No point in arguing. Toothy might make another fine tooth someday. In a gazillion years, when the next big bang rescrambles all the molecules in the universe and these Toothy molecules fuse together, reincarnated into a new mouth. But not in this lifetime. 

No matter, in the mean time, Toothy will extract himself. Just fall right out. Oh, well, we're all falling apart anyway. The point is, I'm a lousy dentist and a lousy advice giver. Don't listen to someone who doesn't even take their own advice.


--the next day, after a little reflection--


So how come I'm talking in dental analogies instead of just telling my story straight up? Good question. I guess because I am too lazy to go into the background of what is going on in my personal life (or lack thereof). I'll say this much: I've made a new friend. 

We've been doing a fair amount of chatting on Facebook. It mostly revolves around her current love life (or lack thereof). I find myself in the awkward position of confidante and Dear Abby advice giver. Actually, I'm just digging having a person to talk to, a beautiful female at that, possessing a beautiful mind as well.

So, although she's 21 years my junior, or possibly because of that fact, I find myself extremely interested in the fascinating details of her life and the inner working of her mind that she is sharing with me. If only for pure science, it is still a completely engrossing business. 

In all my years, I've never had a female--woman, girl or grandmother--that was so quick to open up and so easy to talk to. Or should I say, listen to, it's been mostly about her and her not so much of a hope to be boyfriend. No matter, because hearing about someone living their life puts my focus on something other than my own sorry state of affairs.

Unfortunately, I found that I'm not so good at dispensing impartial advice. I get caught up in the drama, take sides and fail to view things dispassionately. So, my sagely advice becomes skewed by my own inconsistencies and emotional investment. Good thing I'm not a therapist, I'd be fired by now. You can't fall in love with your patients. 

I tend to fall in love with any girl who will give me the time of day. Maybe that's why more of them don't talk to me. They see this a mile away. Whoa, emotionally needy person here. Potential glommer. Steer clear. I won't say they are wrong in every case, though I'd like to think I'm capable of having a female friend who I'm not secretly (or overtly) in love with.

Or not. Fuck it, right? I can love as many people as I want in whatever capacity I'm able to and that's my business. Whether someone ever reciprocates is another matter. I've all but declared myself dead and buried to the idea of ever having a real relationship. So, this business with my new friend is just a matter of seeing what circuits still operate in my depleted, damaged state. 
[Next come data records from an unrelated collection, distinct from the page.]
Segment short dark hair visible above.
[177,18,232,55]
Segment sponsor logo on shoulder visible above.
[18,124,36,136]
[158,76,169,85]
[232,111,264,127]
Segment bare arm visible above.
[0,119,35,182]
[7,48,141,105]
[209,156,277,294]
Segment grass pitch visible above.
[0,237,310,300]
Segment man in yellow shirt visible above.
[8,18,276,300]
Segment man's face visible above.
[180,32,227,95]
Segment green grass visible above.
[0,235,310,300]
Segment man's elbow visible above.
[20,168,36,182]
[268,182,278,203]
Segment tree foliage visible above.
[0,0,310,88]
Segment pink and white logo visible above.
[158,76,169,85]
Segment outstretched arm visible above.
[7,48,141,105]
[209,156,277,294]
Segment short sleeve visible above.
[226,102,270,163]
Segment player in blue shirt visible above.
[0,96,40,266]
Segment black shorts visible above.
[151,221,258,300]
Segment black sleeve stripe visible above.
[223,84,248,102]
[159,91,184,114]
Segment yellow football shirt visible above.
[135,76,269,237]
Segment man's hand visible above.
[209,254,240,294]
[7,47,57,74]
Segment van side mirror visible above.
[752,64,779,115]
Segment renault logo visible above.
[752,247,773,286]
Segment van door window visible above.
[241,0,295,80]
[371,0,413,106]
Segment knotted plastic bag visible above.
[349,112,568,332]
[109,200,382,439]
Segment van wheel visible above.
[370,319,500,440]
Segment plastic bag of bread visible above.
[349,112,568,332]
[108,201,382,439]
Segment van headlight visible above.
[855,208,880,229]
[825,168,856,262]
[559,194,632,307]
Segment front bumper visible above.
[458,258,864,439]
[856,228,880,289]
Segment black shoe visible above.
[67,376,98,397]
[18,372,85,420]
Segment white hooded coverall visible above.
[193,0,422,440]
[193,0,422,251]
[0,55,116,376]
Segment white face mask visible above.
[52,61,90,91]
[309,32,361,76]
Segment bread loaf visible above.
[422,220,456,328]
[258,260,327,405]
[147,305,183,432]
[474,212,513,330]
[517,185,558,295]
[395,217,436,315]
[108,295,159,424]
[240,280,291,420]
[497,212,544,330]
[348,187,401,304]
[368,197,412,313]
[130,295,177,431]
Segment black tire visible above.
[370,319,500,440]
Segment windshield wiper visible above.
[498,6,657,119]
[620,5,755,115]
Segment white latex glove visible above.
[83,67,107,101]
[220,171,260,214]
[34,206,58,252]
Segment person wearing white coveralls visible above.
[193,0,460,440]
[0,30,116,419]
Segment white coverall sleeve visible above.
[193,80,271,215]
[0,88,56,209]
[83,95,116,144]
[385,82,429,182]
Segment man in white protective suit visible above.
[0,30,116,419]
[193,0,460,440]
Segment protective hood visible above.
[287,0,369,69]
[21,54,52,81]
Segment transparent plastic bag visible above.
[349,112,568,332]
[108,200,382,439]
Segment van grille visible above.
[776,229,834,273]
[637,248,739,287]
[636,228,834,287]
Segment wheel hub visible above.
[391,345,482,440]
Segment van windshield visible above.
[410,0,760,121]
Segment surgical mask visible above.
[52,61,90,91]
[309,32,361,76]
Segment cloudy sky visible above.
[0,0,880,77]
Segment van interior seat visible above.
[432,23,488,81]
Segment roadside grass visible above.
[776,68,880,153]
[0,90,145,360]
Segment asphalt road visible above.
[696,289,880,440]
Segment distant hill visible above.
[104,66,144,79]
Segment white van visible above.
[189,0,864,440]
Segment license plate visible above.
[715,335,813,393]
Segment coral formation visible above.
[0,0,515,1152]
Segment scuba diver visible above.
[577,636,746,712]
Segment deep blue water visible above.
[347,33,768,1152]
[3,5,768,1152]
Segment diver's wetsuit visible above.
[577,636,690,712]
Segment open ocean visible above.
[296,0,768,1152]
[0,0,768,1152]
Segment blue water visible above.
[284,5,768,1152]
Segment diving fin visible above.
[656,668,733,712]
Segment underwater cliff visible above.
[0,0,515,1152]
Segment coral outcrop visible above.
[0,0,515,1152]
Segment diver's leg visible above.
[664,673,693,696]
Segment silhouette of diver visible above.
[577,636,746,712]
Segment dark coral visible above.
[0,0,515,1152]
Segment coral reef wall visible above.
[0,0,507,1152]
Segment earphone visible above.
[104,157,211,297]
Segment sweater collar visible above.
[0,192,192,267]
For my loyal readership, hearken back to the springtime fiasco with Dream Girl. I've made a fool of myself before and am still alive to tell about it. I'm not entertaining hope now, just as I didn't in the case of Dream Girl. I'm just allowing feelings to wash through me, enjoying a moment or two of self-delusion in my distraction from my boring, lonely existence.

(Hi, _______, if you're reading this. Hope I didn't offend you too much with my messed up interpretation of the dentistry metaphor.)

I really gotta get all my stories together in one place, because I said a whole bunch of stuff on Facebook which needs to be incorporated in order for this dumb blog or journal, whatever it is, to paint a true picture. Right now my life is compartmentalized, simply because I don't have the energy to reiterate things that I've said to people in emails or on Facebook. 

But then, there's also the "who really gives a fuck about you and your stupid story" aspect that I'm dealing with. Why bother to document a life as monotonous and lonely as this? I suppose that's why I'm finding myself so engaged in the whole conversation I've been having with _______. It is a different dynamic than I am used to and makes me feel somewhat alive again.

But due to my failure as an advice giver, perhaps I've overstayed my welcome and that connection, however brief, will wink out, too. Me, the eternal pessimist, predicting the future again.